18.12.08

Apego aos ímpios

Apaixonei-me por um animal. Nada feito leão e tem na pele fios de ouro.

10.12.08

Há 60. dirEitos humAnos

Celebrem todos os povos
a desunião
os humanos sem direitos

a morte da matança
a raça sem pele, sem cor.

Celebrem todos. A morte das vítimas, crises fictícias.
Cantemos louvores à destruição.

Maquinação.
Uniformes.

Rotina sem flores.

Não há enterros.
Vivemos mortos todos os dias.
Nossos hálitos cheiram a desistência e nossa esperança apodreceu.

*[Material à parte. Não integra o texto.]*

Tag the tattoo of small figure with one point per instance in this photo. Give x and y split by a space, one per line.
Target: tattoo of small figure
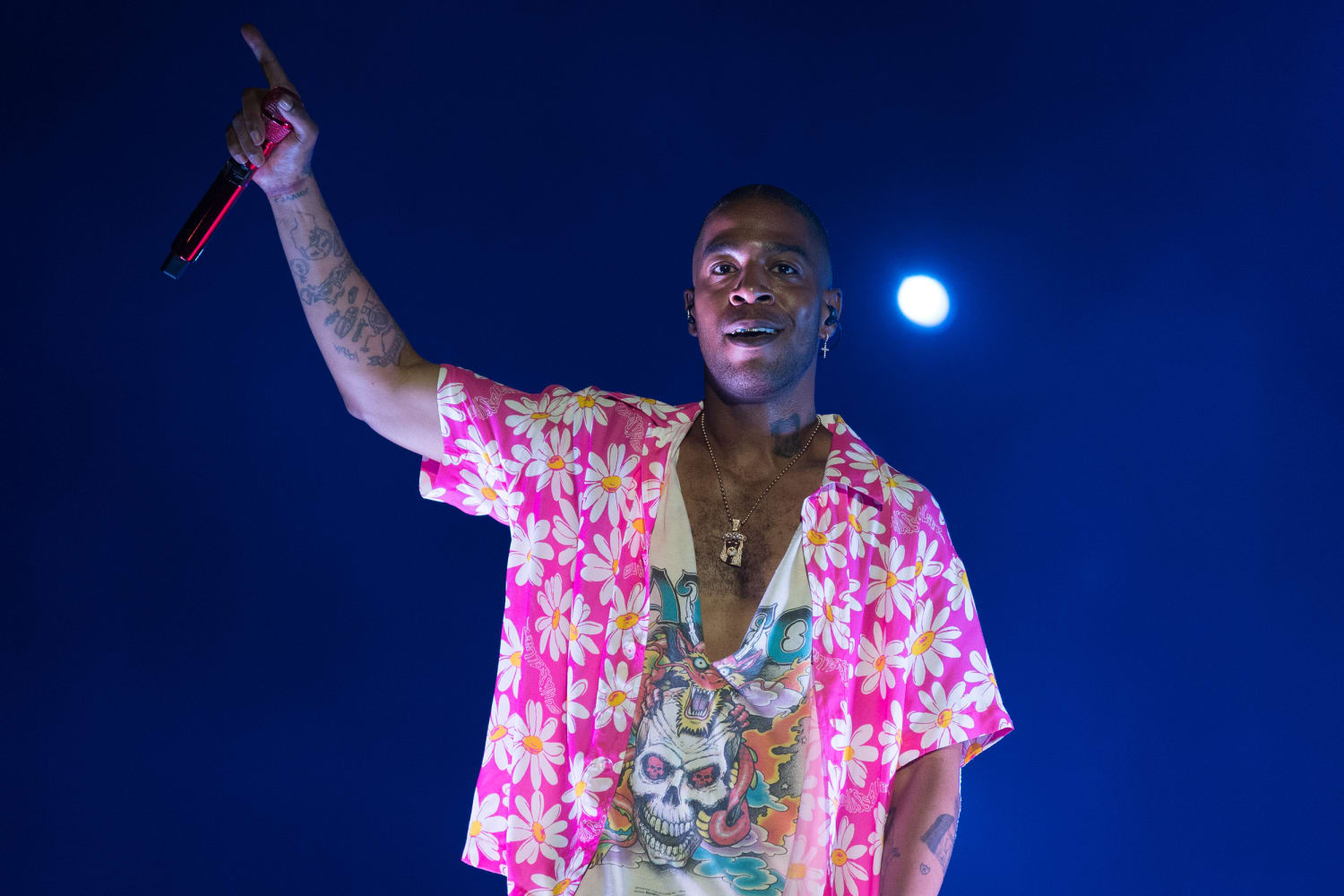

A calmaria vem do canto fúnebre.
Os pássaros compõem para o fim.

Há grave.
Há enfermos.
Sepultamento de nós mesmos.
Nasce o sol em nós?

9.12.08

A menina e o poeta

- Ô seu poeta?!
- Pois não, minha cara.
- Onde está sua poesia?
- Guardada no coração.
- Ô seu poeta!
- Diga lá.
- Não sabe que poesia se come, se bebe, se canta, se dá?
- Que se canta eu sei sim. Mas que se come, nunca comi. Quando se bebe, pode engasgar e quem muito dá, fica sem.
- Então tá...
- Por que está aborrecida, menina?
- Porque queria sua poesia.
- Mas não vê que não posso lhe dar o que me envivece?
- Não vejo não, seu poeta. Envivece? Que vem a ser isso?
- Pobre menina. Envivecer é dar vida e ficar dando vida.
- Não pode ser avivar?
- Pode não.
- E porque não?
- Porque sou poeta.
- Ah...poeta só sente com a palavra certa.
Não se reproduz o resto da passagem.